To enable auto-skewing add the following to your datamodels.conf
:
acceleration.allow_skew = 100%
More information on the uberAgent blog.
Hi @helge ,
I am facing the similar issue. Apart from adding this configuration in .conf, is there a way I can make this allow_skew changes from UI?
Thanks
@bsanjeevaI'm afraid I don't know if/how this can be configured via Splunk's UI.
Hi @helge
Was this ever resolved in later versions of splunk do you know ?
We are using uberagent (with ITSI) on splunk 6.6.3 and seeing this skipped search 'feature' is there any updates to these discussions other than here ?
Sample:
Report Name App User Cron Schedule Schedule Interval (sec) Average Runtime (sec) Interval Load Factor Total Executions Skipped Executions Skip Ratio Deferred Executions Average Execution Latency sec)

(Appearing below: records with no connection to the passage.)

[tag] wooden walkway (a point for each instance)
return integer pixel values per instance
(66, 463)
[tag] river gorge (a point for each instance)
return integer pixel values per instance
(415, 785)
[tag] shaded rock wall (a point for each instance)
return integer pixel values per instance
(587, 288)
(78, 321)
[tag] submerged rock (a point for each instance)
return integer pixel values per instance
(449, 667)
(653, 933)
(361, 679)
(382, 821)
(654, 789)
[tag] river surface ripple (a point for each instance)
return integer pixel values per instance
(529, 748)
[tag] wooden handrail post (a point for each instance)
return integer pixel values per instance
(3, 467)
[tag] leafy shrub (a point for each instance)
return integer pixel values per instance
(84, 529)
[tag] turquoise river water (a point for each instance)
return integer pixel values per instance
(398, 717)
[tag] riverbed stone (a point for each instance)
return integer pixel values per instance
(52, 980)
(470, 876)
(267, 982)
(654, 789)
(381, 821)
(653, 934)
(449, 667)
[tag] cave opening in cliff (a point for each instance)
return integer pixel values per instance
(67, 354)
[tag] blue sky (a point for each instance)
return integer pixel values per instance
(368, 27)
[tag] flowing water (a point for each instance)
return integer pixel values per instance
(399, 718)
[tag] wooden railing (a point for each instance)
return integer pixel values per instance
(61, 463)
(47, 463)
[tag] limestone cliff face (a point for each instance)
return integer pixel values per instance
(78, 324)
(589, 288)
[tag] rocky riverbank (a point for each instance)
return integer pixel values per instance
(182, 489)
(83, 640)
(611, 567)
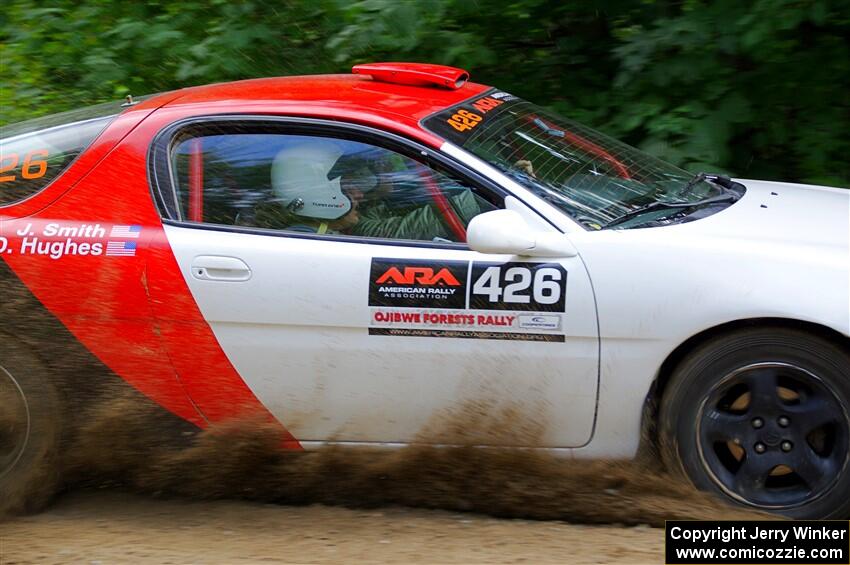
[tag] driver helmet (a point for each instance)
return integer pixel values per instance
(303, 181)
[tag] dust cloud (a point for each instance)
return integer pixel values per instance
(118, 447)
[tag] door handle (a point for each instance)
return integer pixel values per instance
(218, 268)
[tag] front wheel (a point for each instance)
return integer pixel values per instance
(761, 417)
(28, 430)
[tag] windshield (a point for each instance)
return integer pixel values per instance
(590, 176)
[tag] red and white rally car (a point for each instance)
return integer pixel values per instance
(355, 255)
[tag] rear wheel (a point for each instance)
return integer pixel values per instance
(761, 416)
(28, 430)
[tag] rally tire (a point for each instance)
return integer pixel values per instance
(29, 430)
(760, 416)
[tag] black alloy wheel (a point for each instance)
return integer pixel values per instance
(29, 429)
(773, 435)
(761, 417)
(15, 422)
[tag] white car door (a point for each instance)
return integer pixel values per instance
(355, 338)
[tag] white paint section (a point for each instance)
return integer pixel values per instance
(297, 332)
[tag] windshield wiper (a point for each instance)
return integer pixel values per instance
(652, 206)
(719, 180)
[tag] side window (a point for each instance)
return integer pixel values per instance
(317, 185)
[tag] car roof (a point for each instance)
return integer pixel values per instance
(322, 95)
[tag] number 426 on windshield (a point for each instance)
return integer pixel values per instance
(464, 120)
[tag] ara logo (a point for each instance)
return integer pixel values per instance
(416, 283)
(418, 275)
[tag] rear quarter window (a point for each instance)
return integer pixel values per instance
(35, 152)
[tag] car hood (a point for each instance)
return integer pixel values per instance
(800, 214)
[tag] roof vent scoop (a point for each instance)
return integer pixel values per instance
(414, 74)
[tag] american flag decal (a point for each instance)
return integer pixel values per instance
(127, 232)
(120, 248)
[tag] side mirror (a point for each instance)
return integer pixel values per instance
(506, 232)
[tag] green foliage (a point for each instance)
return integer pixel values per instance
(757, 88)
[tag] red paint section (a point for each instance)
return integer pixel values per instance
(414, 74)
(110, 303)
(122, 293)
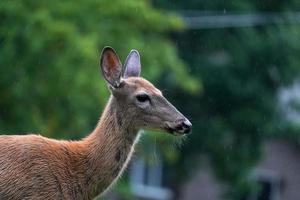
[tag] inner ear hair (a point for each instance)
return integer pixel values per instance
(111, 66)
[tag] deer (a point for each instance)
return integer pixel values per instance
(36, 167)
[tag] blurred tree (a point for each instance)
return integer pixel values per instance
(49, 77)
(242, 70)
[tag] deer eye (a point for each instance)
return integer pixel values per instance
(143, 98)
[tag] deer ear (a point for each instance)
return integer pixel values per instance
(132, 64)
(111, 66)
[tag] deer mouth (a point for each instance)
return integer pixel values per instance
(181, 127)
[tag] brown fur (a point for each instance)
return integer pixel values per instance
(35, 167)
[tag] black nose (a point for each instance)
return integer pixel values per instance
(186, 125)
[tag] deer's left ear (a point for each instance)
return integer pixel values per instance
(132, 64)
(111, 66)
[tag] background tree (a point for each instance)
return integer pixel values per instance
(49, 76)
(242, 70)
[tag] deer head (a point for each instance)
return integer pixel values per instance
(143, 105)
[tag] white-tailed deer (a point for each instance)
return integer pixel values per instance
(35, 167)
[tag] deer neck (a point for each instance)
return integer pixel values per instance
(110, 147)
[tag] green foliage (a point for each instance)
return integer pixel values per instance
(242, 70)
(49, 76)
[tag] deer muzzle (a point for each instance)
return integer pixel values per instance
(182, 126)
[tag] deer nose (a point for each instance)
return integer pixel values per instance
(187, 126)
(184, 126)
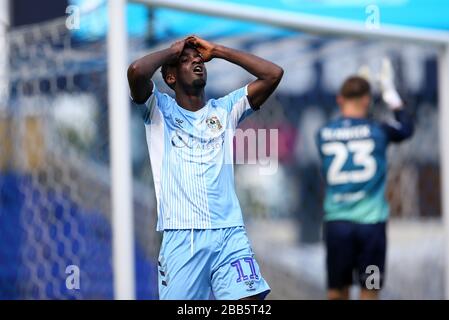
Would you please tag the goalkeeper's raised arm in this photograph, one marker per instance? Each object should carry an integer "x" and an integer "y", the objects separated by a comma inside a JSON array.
[{"x": 142, "y": 70}]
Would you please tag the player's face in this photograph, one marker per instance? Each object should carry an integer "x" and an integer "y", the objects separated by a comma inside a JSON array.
[
  {"x": 191, "y": 71},
  {"x": 358, "y": 107}
]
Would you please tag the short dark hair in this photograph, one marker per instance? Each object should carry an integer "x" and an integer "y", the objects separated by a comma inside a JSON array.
[
  {"x": 167, "y": 65},
  {"x": 355, "y": 87}
]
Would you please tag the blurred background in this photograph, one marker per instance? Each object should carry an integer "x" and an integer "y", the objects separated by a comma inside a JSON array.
[{"x": 55, "y": 184}]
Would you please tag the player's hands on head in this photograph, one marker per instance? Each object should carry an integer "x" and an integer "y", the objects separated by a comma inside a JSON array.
[{"x": 205, "y": 48}]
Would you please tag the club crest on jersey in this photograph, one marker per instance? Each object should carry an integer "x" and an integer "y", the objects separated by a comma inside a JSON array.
[{"x": 214, "y": 124}]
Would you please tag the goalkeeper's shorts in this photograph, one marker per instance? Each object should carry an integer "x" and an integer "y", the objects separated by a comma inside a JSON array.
[{"x": 200, "y": 264}]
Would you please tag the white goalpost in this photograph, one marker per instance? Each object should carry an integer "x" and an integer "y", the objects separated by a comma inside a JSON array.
[
  {"x": 124, "y": 280},
  {"x": 121, "y": 175}
]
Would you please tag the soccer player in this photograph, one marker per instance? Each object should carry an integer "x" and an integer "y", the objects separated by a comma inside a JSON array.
[
  {"x": 353, "y": 152},
  {"x": 205, "y": 247}
]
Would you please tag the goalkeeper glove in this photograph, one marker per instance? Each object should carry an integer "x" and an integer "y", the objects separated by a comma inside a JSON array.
[{"x": 389, "y": 93}]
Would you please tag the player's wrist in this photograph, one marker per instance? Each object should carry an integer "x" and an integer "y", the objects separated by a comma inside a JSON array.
[{"x": 392, "y": 99}]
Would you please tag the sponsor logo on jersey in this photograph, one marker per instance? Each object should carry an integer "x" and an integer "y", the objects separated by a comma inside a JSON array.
[{"x": 213, "y": 123}]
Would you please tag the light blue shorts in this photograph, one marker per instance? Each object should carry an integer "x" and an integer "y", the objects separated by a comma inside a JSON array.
[{"x": 195, "y": 263}]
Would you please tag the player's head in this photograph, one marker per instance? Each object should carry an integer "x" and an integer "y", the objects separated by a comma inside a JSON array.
[
  {"x": 354, "y": 97},
  {"x": 187, "y": 73}
]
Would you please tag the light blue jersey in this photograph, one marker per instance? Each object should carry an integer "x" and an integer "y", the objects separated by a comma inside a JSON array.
[{"x": 191, "y": 157}]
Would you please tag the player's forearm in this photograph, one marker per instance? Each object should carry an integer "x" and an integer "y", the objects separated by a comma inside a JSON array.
[
  {"x": 260, "y": 68},
  {"x": 142, "y": 70}
]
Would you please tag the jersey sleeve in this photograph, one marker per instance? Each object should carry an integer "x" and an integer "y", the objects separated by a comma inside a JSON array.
[
  {"x": 237, "y": 105},
  {"x": 157, "y": 101},
  {"x": 401, "y": 128}
]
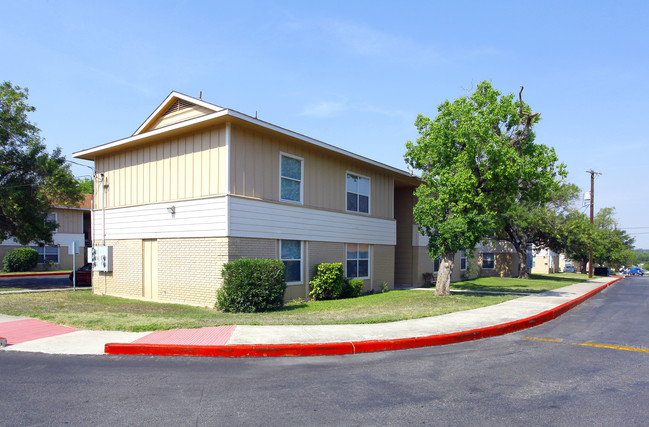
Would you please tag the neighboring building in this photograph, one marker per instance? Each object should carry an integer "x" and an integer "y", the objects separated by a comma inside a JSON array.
[
  {"x": 74, "y": 225},
  {"x": 198, "y": 185},
  {"x": 544, "y": 261},
  {"x": 498, "y": 259}
]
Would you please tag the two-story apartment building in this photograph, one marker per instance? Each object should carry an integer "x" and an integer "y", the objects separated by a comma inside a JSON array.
[
  {"x": 74, "y": 224},
  {"x": 198, "y": 185}
]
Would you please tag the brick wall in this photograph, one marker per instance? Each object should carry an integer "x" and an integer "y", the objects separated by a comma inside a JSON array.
[
  {"x": 189, "y": 270},
  {"x": 126, "y": 278}
]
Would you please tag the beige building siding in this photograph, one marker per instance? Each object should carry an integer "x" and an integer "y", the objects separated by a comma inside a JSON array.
[
  {"x": 382, "y": 267},
  {"x": 255, "y": 172},
  {"x": 406, "y": 255},
  {"x": 186, "y": 167}
]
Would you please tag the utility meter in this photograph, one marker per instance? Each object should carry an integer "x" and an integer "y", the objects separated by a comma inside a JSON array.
[{"x": 101, "y": 258}]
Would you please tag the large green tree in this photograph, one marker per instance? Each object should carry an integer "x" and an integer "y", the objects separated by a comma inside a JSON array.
[
  {"x": 31, "y": 179},
  {"x": 537, "y": 220},
  {"x": 477, "y": 159}
]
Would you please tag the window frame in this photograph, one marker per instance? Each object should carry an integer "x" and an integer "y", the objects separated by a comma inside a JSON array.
[
  {"x": 493, "y": 257},
  {"x": 301, "y": 181},
  {"x": 358, "y": 259},
  {"x": 369, "y": 193},
  {"x": 293, "y": 259},
  {"x": 42, "y": 254},
  {"x": 56, "y": 220}
]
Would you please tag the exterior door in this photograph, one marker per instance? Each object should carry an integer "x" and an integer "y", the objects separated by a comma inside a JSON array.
[{"x": 150, "y": 269}]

_ACCELERATE_DM_uberAgent_uberAgent.Citrix_Applications_ACCELERATE_ uberAgent nobody 15 12744 12732 99.91 % 0 0
_ACCELERATE_DM_uberAgent_uberAgent.Logon_All_ACCELERATE_ uberAgent nobody 15 12565 12553 99.90 % 0 0
_ACCELERATE_DM_uberAgent_uberAgent.Citrix_Databases_ACCELERATE_ uberAgent nobody 5 12489 12477 99.90 % 0 0
@Esky73 Please see the accepted answer which I just added to this question.
thanks @helge
Ok. We spent some time debugging this at #conf2017. We observed that all of the "base event" searches within the data model required separate single search processes (acceleration jobs) to accelerate that piece of the model. Put another way, if there were 42 separate "root" searches within the model, attempting to accelerate the model would want to run 42 separate search jobs. However, due to the number of cores on my laptop (8), my resulting limit for the number of acceleration jobs was 3. Tracing this in the _audit log showed that three jobs started (and completed quickly) to attempt to accelerate the model. However, that meant that the models "turn" at accelerating was done for this scheduled slot, and the remaining 39 searches were "skipped" by the scheduler. On the next iteration, a different set of (3) searches from the root objects were chosen, so it feels like the models would eventually get a chance to accelerate.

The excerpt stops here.